Le lacrime stavano già riaffiorando.
Caleb probabilmente se ne accorse, quindi mi prese per mano e mi fece alzare: "Forza Nikki in piedi. Chi arriva per ultimo alla torre inazuma offre la cena da Hillman!"

"Mi hai fatto vincere." Bofonchiai con la bocca piena di spaghetti al nostro tavolo nel ristorante del Mr Hillman.
Caleb ghignò altezzoso "Sono fuori allenamento." poi mi fece l'occhiolino addentando un raviolo.
Fu una serata estremamente piacevole: ne avevo davvero bisogno.
Senza il calcio tutto lo stress della scuola mi stava schiacciando.
Quella sera il ristorante era quasi vuoto, il Signor Hillman stava riordinando il bancone.
"Allora Nikki, come va il braccio?" mi chiese mentre strofinava.
"Il dolore è sparito quasi del tutto. Non vedo l'ora di tornare in campo!" Esclamai contenta agitando il gesso.
"A proposito, ho sentito che stai organizzando un torneo femminile alla Raymond. E' davvero una bella iniziativa!"
Io arrossii "Oh si... ma non è stata una mia idea in realtà."
"Mh sarà, per queste cose ci vuole un team affiatato: chi mette le idee, chi organizza e chi attua il piano." mi sorrise.
"Beh Mr. Hillman, quando fisseremo la data sarà il primo che inviterò. Anzi, in realtà avremo sicuramente bisogno di arbitri... lei conosce qualcuno che potrebbe essere interessato?"

"Non posso credere che hai convinto Hillman a convocare la Leggendaria Inazuma Eleven per arbitrare il tuo torneo!" ridacchiò Caleb mentre ci avviavamo verso casa.
"Che ci posso fare, ho avuto un'idea illuminante, ho dovuto provarci! E poi il suo ristorante sponsorizzerà l'evento: siamo tutti contenti."
Eravamo arrivati davanti a casa mia.
Caleb si fermò con le mani in tasca e mi guardò sorridendo.
Poi mi spostò una ciocca di capelli rosso fuoco dietro l'orecchio.
Il tocco caldo della sua mano sulla mia guancia fredda mi fece rabbrividire.
"Vedi, tu puoi fare tutto quello che vuoi Nikki." si avvicinò di un altro passo "Non conosco nessuno al mondo che potrebbe mai dirti di no o fermarti."

Era vero: avevo voluto giocare a calcio, e lo avevo fatto. Nonostante tutti gli intoppi, le divise, il Comandante, gli incidenti sospetti, ero il Capitano della squadra femminile di una delle scuole superiori più prestigiose del Giappone. Avevo convinto altre dieci ragazze quasi del tutto sconosciute a entrare in squadra con me: senza garanzie. Avevo convinto altre squadre femminili a partecipare a un torneo a Tokio.
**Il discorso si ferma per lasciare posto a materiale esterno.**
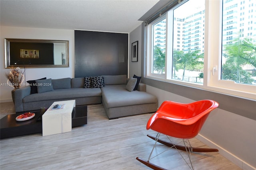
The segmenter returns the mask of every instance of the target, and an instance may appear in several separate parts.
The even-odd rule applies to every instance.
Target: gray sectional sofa
[[[30,86],[14,91],[16,111],[38,110],[54,101],[74,99],[77,106],[102,103],[110,119],[157,110],[157,99],[146,92],[146,85],[140,83],[137,90],[130,91],[127,86],[132,81],[126,75],[102,77],[104,84],[101,88],[84,88],[84,77],[37,80],[38,93],[31,94]]]

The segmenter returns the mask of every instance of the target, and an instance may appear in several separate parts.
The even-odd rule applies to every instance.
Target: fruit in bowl
[[[35,116],[35,113],[32,112],[27,112],[20,115],[16,117],[17,121],[24,121],[33,118]]]

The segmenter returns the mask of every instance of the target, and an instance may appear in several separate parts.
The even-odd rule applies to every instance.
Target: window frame
[[[162,73],[162,74],[154,73],[153,73],[153,60],[154,60],[154,47],[153,45],[153,40],[154,40],[154,25],[156,25],[157,23],[159,23],[160,21],[164,20],[165,18],[166,19],[166,30],[167,30],[167,18],[166,18],[166,14],[163,15],[160,17],[158,18],[156,20],[155,20],[149,24],[147,27],[150,27],[151,29],[147,29],[147,49],[150,49],[150,50],[147,50],[147,55],[148,56],[147,59],[147,65],[146,65],[146,70],[147,70],[147,75],[149,77],[151,77],[157,79],[165,79],[166,77],[166,73]],[[167,46],[166,37],[167,37],[167,32],[166,31],[166,38],[165,38],[165,46],[166,46],[166,64],[165,66],[165,69],[166,72],[166,48]],[[151,41],[149,41],[149,40]]]

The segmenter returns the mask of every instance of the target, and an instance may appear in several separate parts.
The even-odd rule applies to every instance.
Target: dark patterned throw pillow
[[[140,83],[140,79],[141,79],[141,77],[137,76],[135,74],[133,75],[133,78],[136,78],[137,79],[137,83],[136,83],[136,85],[135,85],[135,87],[133,90],[137,90],[138,89],[138,87],[139,86],[139,83]]]
[[[84,77],[84,88],[87,89],[88,88],[92,88],[92,77]]]
[[[104,77],[96,76],[92,77],[92,88],[104,87]]]

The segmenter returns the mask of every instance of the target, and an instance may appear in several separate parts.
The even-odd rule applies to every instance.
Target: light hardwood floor
[[[0,104],[1,118],[14,113],[12,102]],[[0,141],[0,166],[3,170],[148,170],[136,160],[147,160],[154,141],[146,136],[152,114],[109,120],[102,105],[88,106],[88,124],[70,132],[42,136],[42,134],[3,139]],[[179,139],[173,139],[179,142]],[[207,147],[194,138],[194,147]],[[167,148],[158,144],[154,154]],[[186,156],[186,152],[180,151]],[[192,153],[196,170],[240,170],[218,152]],[[175,149],[150,160],[168,169],[189,170]]]

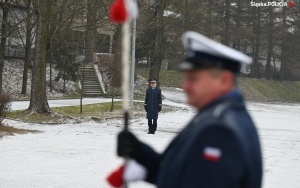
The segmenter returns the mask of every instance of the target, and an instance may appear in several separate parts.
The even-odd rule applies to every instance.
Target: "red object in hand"
[[[108,183],[116,188],[120,188],[124,185],[123,174],[125,170],[125,165],[122,165],[118,170],[114,171],[111,175],[107,177]]]
[[[294,2],[294,1],[289,2],[288,6],[289,6],[290,8],[294,7],[294,6],[295,6],[295,2]]]
[[[110,19],[116,23],[123,23],[128,18],[125,0],[117,0],[110,8]]]

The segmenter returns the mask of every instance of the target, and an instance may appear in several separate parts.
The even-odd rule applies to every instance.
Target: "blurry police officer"
[[[158,112],[162,109],[161,90],[156,88],[156,80],[150,81],[150,87],[146,91],[144,108],[147,112],[148,134],[155,134],[157,128]]]
[[[195,32],[183,42],[183,88],[197,115],[162,154],[121,132],[118,155],[145,167],[144,180],[158,188],[261,187],[260,143],[236,86],[241,65],[252,59]]]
Mentre pensavo a tutte queste piccole conquiste, Caleb si era avvicinato ancora.
I suoi occhi verdi mi stavano scavando l'anima.
E in un secondo le sue labbra erano sulle mie.
Dapprima rimasi abbastanza stupita di questo suo slancio, ma poi mi ritrovai a ricambiare il bacio.
Le sue braccia forti mi strinsero, annullando lo spazio tra di noi.
Agganciai le mie mani dietro al suo collo e mi lasciai trasportare dal momento.
Quando finalmente ci separammo per riprendere fiato mi sentivo le guance andare a fuoco, tutto d'un tratto mi sentivo estremamente in imbarazzo, e abbassai lo sguardo.
Sentii Caleb ridacchiare prima di sollevarmi delicatamente il viso in modo da incatenare di nuovo i miei occhi nei suoi.
Sembrava estasiato, felicissimo. Era al settimo cielo.
Io ero... confusa. Felice. Imbarazzata. Stupita.
"Allora ci vediamo domani a pranzo, Principessa." mi diede un bacio veloce sulla bocca e sparì nella via, lasciandomi in piedi davanti al mio cancello come una scema a bocca aperta.